If you didn’t have a job when you were in high school or college, you probably found saving money to be a challenging task as you became an adult with a “real” job. When you’re young, it’s fun to spend money and retirement seems like a lifetime away. But as most veteran professionals know, the years can creep up on you fast. The last thing you want to do is find yourself trying to play catch up with your savings. Whether you haven’t been saving like you know you should or you’re just starting out in your first job after school, here are three easy tips from Capital One to boost your savings…
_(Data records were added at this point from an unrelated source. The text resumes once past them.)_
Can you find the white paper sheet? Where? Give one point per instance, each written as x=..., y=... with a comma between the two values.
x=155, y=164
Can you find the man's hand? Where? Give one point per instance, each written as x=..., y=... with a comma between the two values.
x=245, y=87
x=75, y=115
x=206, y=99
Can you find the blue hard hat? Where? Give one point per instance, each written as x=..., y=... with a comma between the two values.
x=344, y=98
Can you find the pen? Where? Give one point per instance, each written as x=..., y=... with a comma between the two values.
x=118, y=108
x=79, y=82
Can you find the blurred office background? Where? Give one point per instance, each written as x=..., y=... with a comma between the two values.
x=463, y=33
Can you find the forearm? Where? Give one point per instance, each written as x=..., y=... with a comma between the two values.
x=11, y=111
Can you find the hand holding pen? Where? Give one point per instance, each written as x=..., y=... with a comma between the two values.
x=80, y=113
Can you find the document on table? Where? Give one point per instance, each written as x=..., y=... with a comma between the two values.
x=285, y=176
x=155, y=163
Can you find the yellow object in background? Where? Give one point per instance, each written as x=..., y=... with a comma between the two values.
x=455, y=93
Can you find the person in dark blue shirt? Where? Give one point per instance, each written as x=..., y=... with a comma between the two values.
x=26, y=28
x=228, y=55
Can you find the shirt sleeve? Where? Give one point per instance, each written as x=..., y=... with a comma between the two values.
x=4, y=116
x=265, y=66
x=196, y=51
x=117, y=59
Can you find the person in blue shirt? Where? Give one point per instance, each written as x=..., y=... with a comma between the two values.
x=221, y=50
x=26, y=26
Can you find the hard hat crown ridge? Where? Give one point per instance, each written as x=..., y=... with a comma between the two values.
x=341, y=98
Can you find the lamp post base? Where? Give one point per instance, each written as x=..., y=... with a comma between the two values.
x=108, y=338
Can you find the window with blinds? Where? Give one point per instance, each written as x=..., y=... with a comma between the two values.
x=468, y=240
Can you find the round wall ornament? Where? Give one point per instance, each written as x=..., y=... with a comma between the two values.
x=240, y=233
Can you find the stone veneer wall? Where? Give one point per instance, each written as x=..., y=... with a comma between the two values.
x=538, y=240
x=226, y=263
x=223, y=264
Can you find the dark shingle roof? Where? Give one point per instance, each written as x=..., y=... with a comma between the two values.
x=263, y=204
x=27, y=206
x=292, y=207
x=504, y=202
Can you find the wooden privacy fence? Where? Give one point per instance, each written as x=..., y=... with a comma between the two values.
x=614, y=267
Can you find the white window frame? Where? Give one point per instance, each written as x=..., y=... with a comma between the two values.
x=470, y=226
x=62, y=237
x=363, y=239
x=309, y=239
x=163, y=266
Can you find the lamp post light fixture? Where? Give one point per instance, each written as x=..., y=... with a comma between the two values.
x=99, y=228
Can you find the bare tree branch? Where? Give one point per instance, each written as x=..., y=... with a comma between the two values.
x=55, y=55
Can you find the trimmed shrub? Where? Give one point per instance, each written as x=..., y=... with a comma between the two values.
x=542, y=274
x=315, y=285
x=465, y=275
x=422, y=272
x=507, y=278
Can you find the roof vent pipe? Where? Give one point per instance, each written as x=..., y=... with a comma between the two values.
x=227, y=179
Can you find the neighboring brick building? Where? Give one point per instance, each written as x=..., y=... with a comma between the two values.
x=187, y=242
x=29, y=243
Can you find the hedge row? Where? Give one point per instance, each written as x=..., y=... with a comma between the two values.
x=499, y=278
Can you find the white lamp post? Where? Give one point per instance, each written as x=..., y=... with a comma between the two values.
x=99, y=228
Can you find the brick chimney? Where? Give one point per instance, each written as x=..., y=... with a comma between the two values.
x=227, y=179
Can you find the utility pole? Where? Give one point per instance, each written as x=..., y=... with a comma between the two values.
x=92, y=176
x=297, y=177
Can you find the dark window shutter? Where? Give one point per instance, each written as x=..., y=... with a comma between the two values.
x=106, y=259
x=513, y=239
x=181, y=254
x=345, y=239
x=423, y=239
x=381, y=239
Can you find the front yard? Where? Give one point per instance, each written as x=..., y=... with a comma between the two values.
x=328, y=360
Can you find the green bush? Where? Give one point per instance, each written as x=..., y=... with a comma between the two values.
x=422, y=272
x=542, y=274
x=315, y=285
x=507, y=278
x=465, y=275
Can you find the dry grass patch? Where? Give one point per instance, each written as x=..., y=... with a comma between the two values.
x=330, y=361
Automate: Set up an automatic savings plan to move money from your checking account to your savings on a regular basis. No matter how much or how little you can spare, every little bit helps. Most personal finance professionals recommend starting out by saving 10-20 percent of your net pay and increasing that number as you feel more comfortable.
Let direct deposit help: You can’t miss money that you never see. It can take a lot of discipline to move extra money from your checking to your savings, so why not let your direct deposit do the work for you? Let your employer know how much to put into your savings account each month, and once you’ve set it, you can forget it.
Change it up: There are a lot of options available these days that will put your change to work for you. Acorns is an app that rounds up your payments to the nearest dollar and puts that change to work for you. Just spent $28.54 at the grocery store? Acorn will then take $0.46 (to basically make your transaction $29) and use that money to invest in a portfolio of your choosing. Not a bad use of your spare change, eh?